Linguistic Diversity
Summary
Chenai Chair, founder of My Data Rights (Africa) and leader of the Masakhane African Languages Hub, critiques the current rush for linguistic diversity in AI, particularly in the Majority World. She argues that this push is driven by vested interests seeking new markets, posing political and social risks, and sidelining long-standing community efforts. Chair highlights concerns about data safeguards, potential for increased surveillance, and the lack of cultural nuance in Big Tech-led AI datasets, which often miss the social embeddedness of less-resourced languages. She advocates for a collaborative, bottom-up approach that centers communities, drawing lessons from Masakhane's experiences in developing community-led linguistic datasets and emphasizing the importance of building on existing initiatives and sharing resources.
Key takeaway
For AI product managers and policy makers developing language technologies for diverse populations, you should critically evaluate the motivations behind linguistic data collection. Prioritize community-led initiatives and ensure robust data protection and governance frameworks are in place, respecting local social norms and the right of communities to refuse digitization. Your efforts should build on existing work and foster collaborative resource sharing rather than initiating new, extractive data collection drives.
Key insights
The rush for linguistic diversity in AI must prioritize community-led, collaborative approaches over market-driven data extraction.
Principles
- Follow the money to understand investment drivers.

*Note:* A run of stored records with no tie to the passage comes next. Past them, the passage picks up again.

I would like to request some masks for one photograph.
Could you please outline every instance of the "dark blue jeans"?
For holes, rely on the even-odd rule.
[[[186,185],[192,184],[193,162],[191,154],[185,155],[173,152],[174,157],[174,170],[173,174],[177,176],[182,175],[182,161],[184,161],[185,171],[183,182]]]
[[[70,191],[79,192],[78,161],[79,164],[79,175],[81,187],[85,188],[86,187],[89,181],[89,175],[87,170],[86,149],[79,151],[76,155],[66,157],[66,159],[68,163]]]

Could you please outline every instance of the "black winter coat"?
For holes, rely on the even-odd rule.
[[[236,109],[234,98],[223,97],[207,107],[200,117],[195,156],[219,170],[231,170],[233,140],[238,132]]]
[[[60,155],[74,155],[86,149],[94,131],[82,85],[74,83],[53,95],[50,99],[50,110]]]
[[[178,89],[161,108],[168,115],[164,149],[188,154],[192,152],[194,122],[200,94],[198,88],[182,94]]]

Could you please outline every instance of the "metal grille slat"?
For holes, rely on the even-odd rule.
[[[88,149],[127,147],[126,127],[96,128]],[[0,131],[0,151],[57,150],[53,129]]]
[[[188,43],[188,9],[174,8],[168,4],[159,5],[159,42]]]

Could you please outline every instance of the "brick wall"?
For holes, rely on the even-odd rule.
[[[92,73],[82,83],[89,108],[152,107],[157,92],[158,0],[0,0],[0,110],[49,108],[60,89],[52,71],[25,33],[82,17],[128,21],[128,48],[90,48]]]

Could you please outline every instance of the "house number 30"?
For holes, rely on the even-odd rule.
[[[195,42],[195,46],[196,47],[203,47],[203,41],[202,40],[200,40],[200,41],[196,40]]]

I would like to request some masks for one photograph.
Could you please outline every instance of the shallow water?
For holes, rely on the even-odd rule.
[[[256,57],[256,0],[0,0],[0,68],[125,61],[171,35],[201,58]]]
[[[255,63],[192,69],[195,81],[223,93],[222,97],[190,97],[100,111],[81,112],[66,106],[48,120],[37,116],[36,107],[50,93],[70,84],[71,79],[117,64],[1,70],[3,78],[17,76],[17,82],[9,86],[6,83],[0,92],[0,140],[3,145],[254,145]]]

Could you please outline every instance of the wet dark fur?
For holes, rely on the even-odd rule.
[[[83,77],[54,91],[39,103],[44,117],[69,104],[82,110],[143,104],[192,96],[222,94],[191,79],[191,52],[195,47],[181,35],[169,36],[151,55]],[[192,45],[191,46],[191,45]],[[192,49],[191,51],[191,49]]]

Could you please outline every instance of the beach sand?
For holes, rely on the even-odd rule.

- Language digitization requires robust safeguards and governance.
- Community consent is paramount, including the right to refuse.
Method
Masakhane's community-led approach involves grassroots participation in dataset design, integrating linguists, sociologists, community speakers, and respecting social norms, including the right to refuse digitization.
In practice
- Engage state-recognized language councils.
- Collaborate with diverse stakeholders beyond technologists.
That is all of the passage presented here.